If a U.S. employer wants to hire a foreign worker on a permanent basis, a complex, lengthy sponsorship process for a green card begins.


Generally,  the first step in that process is Labor Certification (the process of proving that there are no qualified U.S. workers for the positions being offered).  If there are qualified U.S. workers for the positions an employer is trying to fill, then foreign workers cannot be offered the position on a permanent basis.


The intent of Labor Certification is to ensure that admitting foreign workers does not adversely affect job opportunities, wages, and working conditions for Americans.
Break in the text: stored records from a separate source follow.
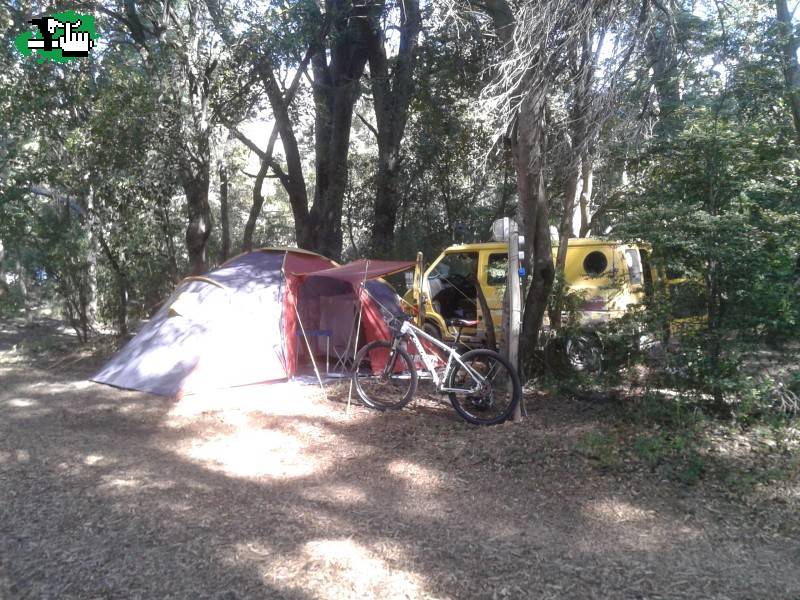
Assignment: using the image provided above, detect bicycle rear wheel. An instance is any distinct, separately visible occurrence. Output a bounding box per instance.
[353,340,417,410]
[447,350,522,425]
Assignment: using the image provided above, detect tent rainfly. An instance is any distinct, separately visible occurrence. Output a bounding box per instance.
[92,248,414,396]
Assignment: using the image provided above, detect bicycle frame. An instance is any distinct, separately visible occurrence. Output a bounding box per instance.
[392,321,485,394]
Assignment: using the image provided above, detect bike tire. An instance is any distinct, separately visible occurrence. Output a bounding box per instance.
[447,349,522,425]
[352,340,419,410]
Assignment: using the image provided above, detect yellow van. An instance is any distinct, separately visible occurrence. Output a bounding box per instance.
[405,238,655,341]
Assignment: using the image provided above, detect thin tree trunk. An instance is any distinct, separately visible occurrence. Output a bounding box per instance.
[775,0,800,144]
[0,240,8,297]
[511,84,555,364]
[550,163,580,329]
[98,233,129,336]
[86,184,97,329]
[183,163,211,275]
[304,27,367,259]
[14,259,31,323]
[578,152,594,238]
[219,162,231,262]
[366,0,421,256]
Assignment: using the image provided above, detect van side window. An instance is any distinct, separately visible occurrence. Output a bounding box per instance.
[486,252,508,286]
[583,250,608,277]
[428,252,478,319]
[625,248,642,285]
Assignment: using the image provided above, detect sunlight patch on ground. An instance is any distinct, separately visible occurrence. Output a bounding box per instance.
[83,454,105,467]
[301,484,367,505]
[170,382,330,425]
[6,398,39,408]
[386,459,441,490]
[186,429,319,479]
[587,498,655,523]
[244,539,432,600]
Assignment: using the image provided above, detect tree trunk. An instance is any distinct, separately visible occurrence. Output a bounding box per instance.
[97,233,129,335]
[550,162,581,329]
[0,240,8,298]
[367,0,421,257]
[183,163,211,275]
[511,84,555,364]
[219,162,231,263]
[86,184,97,329]
[645,23,681,137]
[14,259,31,323]
[775,0,800,144]
[578,157,594,238]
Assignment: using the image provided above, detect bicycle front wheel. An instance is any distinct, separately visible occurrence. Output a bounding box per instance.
[447,350,522,425]
[353,340,417,410]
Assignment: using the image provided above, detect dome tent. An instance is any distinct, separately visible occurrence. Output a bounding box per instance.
[92,248,413,396]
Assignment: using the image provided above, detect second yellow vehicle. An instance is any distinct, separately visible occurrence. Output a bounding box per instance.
[405,238,696,341]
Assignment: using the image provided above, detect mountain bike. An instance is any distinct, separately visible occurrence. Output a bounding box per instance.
[352,316,522,425]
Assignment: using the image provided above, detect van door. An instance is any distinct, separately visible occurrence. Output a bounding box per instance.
[427,252,478,320]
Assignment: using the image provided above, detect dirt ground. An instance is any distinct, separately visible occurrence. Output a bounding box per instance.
[0,322,800,600]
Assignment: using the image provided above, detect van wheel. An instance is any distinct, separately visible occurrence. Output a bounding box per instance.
[422,321,442,342]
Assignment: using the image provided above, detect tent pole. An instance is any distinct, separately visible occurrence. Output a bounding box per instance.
[294,303,328,400]
[347,259,369,414]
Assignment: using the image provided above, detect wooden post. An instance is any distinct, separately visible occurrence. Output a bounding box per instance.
[412,252,425,328]
[506,219,522,421]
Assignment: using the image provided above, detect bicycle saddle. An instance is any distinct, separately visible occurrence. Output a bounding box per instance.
[445,319,478,329]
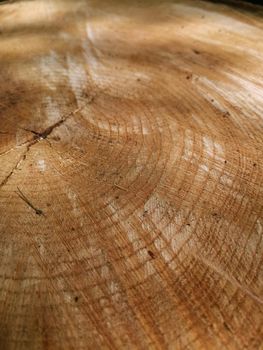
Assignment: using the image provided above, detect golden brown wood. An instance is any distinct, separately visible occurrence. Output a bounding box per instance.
[0,0,263,350]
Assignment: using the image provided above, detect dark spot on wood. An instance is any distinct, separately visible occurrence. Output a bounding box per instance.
[224,322,232,332]
[52,136,61,142]
[35,209,43,215]
[148,250,155,259]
Foreign workers can still serve out the remainder of their existing U.S. temporary visa, and may be able to re-apply for Labor Certification. 



In March, 2005, a completely electronic labor certification system, PERM (Program Electronic Review Management) came into use.


PERM is intended to reduce Labor Certification processing times.



Labor Certifications are relevant to the E-B2 and EB-3 employment based preference categories.


Generally, the EB-2 category, or Second Employment Based preference category is for foreign nationals holding a Master's degree or greater.


The EB-3 category or Third Employment Based preference category is for those holding a Bachelor's Degree or greater.

Labor Certification

  • Generally the first step in hiring a foreign worker on a permanent basis is the labor certification.
  • Labor certification is the process of proving that there are no qualified U.S. workers for the positions being offered.